The committee’s recommendations centre around the suggestion that employee share schemes (ESS) be treated as capital for tax purposes, making employees subject to capital gains tax if they trade or sell their shares, and that the ATO streamline ESS compliance requirements.
Committee chair Jason Falinski said the recommendations are key to supporting innovation and Australia’s start-up economy.
“Employee share schemes matter because they support new businesses, innovation and start-ups, which are the engine of higher productivity in our country,” Mr Falinski said.
“Higher productivity leads to sustainably higher wages, better products and services, greater competition and more choice. All these outcomes directly impact on the quality of life that hard-working Australians enjoy.”
The committee’s recommendations include proposed amendments to the Tax and Superannuation Laws Amendment Employee Share Schemes) Act and the Income Tax Assessment Act, aimed at simplifying current ESS tax arrangements and make tax concessions broadly available to those taking part in the schemes.
It was recommended that the ATO collect and publish data on ESS use across Australia, and that it roll out a public awareness program to inform employers of the existence of the schemes and where to access resources on them.
The committee also recommended that the Productivity Commission launch an investigation into the ways employee share schemes can be improved locally, and find ways to adopt productive arrangements established abroad, in Australia.
Other recommendations could see the ATO reduce its documentation on ESS to no more than two pages, and establish a “one-stop shop” approach to ESS compliance, which would include full documentation, processes and ASIC relief to offer businesses everything in one place.
The inquiry into the effectiveness of the 2015 employee share scheme reforms was first announced in February last year, when it was faced with determining whether previous changes were effective in “bolstering entrepreneurship in Australia and supporting start-up companies”.

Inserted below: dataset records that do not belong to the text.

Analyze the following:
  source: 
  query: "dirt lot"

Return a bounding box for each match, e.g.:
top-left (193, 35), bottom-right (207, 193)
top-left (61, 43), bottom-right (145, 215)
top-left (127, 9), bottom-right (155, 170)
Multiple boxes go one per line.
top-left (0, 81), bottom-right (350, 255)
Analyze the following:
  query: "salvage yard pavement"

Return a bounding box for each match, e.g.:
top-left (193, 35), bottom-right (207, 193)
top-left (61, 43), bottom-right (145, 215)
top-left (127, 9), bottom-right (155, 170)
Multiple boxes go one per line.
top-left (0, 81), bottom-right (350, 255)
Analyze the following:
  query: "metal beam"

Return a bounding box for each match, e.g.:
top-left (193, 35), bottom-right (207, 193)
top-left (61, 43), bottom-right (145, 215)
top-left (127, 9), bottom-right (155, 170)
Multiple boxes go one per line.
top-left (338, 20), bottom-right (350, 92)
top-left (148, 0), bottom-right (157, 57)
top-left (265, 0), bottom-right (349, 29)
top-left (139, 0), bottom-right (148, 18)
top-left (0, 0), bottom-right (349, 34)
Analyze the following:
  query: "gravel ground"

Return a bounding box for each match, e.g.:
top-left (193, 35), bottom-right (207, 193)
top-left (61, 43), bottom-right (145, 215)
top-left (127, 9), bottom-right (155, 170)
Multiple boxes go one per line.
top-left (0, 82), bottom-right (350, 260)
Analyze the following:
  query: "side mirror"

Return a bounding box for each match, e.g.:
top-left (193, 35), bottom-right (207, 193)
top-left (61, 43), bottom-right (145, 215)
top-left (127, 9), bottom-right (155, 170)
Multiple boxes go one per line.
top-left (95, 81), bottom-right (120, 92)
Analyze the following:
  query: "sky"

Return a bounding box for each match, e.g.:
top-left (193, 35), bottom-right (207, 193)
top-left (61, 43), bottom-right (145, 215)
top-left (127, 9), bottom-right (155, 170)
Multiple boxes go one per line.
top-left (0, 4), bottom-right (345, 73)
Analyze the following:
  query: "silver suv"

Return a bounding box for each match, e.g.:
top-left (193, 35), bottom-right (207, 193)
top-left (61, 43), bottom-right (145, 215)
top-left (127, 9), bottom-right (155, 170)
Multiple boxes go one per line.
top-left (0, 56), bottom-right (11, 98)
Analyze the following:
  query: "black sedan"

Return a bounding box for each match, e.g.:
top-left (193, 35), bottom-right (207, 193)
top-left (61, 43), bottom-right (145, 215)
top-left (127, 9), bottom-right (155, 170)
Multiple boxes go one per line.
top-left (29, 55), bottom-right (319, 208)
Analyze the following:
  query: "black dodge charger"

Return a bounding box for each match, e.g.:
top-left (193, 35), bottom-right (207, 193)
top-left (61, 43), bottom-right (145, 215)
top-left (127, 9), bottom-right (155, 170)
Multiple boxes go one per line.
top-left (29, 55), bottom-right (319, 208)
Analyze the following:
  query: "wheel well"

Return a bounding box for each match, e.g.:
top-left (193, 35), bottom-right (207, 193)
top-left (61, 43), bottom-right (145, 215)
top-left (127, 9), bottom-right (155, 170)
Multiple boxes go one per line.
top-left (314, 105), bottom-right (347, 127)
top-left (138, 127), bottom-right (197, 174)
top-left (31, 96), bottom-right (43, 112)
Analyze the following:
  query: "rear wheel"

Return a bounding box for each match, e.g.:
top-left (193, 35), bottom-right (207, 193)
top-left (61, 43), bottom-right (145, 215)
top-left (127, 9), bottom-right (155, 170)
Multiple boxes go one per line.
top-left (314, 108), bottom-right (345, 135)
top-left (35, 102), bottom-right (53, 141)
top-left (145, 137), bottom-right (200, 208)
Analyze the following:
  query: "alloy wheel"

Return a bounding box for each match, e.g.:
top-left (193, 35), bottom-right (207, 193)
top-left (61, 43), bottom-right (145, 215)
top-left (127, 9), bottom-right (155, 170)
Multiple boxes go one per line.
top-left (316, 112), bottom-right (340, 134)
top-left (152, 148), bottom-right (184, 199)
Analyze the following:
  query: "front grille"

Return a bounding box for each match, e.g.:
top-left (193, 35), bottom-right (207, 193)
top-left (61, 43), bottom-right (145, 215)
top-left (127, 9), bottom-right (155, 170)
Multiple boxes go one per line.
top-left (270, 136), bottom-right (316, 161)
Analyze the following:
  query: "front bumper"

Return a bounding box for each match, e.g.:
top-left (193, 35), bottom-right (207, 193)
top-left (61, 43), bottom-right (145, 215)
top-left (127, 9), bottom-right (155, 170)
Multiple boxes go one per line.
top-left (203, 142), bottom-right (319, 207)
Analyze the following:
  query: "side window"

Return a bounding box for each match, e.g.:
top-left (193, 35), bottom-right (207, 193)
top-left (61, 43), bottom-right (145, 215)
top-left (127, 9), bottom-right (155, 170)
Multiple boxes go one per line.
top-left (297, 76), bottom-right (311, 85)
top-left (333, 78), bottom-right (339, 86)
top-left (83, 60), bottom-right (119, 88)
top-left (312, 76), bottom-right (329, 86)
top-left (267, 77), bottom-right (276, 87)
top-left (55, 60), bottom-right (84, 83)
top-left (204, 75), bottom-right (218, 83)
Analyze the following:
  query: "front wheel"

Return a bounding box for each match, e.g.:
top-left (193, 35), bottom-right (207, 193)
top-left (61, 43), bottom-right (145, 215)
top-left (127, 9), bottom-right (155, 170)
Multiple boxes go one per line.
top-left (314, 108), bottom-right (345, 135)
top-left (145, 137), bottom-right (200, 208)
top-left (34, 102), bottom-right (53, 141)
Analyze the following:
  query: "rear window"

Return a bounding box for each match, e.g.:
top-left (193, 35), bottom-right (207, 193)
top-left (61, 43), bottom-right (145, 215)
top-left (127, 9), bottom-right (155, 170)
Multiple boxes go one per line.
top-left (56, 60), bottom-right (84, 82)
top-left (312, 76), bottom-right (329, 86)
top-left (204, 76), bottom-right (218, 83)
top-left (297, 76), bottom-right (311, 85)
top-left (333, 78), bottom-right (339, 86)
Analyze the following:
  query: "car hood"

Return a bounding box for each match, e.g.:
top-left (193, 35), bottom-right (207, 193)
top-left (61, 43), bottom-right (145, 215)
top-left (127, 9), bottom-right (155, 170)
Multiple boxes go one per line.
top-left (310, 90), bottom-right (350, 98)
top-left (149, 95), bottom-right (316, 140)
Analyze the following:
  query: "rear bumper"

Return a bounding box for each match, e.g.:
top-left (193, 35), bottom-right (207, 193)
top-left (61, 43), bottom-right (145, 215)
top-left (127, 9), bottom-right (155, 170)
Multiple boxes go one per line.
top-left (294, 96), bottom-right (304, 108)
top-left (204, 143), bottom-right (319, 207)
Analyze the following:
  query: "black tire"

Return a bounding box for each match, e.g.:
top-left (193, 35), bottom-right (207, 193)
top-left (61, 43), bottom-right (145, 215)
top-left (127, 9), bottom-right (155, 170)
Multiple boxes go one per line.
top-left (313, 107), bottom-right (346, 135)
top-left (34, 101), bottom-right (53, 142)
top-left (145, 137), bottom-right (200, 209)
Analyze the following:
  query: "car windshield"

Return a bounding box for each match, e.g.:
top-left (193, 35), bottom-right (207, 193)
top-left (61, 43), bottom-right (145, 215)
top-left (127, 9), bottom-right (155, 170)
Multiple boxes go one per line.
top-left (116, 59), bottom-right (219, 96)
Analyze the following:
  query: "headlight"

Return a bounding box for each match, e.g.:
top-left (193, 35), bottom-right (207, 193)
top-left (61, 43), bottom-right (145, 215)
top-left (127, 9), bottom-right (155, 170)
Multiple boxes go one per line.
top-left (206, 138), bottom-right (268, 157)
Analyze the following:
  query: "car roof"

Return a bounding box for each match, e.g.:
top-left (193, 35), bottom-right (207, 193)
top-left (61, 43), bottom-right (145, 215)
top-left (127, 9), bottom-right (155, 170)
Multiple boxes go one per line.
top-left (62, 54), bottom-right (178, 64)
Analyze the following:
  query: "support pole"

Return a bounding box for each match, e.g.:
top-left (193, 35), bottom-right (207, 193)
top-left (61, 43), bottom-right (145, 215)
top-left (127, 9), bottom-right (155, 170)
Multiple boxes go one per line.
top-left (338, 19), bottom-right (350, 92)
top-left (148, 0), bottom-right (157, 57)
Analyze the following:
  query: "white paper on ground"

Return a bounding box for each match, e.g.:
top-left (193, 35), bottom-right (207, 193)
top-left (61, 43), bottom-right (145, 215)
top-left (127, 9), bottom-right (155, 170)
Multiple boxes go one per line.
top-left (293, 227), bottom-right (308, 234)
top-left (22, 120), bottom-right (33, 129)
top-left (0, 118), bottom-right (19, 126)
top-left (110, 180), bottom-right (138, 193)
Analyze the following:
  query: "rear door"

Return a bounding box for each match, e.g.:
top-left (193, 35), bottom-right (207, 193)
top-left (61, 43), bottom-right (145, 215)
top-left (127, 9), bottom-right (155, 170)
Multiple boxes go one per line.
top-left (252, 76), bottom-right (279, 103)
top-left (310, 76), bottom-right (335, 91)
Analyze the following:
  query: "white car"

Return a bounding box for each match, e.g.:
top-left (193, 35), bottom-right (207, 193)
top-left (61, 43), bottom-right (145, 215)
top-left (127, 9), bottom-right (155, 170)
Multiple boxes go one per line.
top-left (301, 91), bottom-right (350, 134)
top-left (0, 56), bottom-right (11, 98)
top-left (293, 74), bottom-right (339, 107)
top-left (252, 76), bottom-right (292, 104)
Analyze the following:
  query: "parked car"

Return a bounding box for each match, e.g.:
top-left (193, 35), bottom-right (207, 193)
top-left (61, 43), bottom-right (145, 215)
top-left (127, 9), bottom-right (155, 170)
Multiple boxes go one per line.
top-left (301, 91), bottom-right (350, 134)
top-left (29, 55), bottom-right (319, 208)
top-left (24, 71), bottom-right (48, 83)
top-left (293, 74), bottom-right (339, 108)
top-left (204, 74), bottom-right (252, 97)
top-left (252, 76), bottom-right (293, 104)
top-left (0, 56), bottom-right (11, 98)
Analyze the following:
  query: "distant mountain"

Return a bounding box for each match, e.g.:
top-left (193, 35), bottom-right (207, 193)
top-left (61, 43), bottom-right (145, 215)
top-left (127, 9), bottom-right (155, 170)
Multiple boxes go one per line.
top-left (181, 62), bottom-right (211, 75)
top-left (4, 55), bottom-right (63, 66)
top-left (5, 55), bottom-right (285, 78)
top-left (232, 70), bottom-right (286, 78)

The committee was left to field 20 submissions throughout the inquiry, which came to form a consensus that the government needed to embrace bolder reforms that make it easier for businesses to enter into an ESS.
Australian tech giant Atlassian said in its submission that employee share schemes have become a crucial part of attracting talent and driving growth.
“We are mindful that large, successful technology enterprises are not born overnight — they grow from fledgling start-ups that struggle for early survival,” Atlassian said.
“And a strong ESS scheme is key to attracting and retaining the talent required for survival and success in today’s global tech sector.
“Given the fierce competition between technology hubs around the world, a competitive ESS is crucial to ensuring that Australia can continue to attract and retain the best companies and employees and that Australian companies are not put to a disadvantage compared to their global peers.”
In its submission, The Tax Institute welcomed the start-up concessions rolled out in 2015, but said that significant hurdles remain for the SME market in adopting ESSs which, in many cases, result in the schemes not proceeding, despite surging appetite.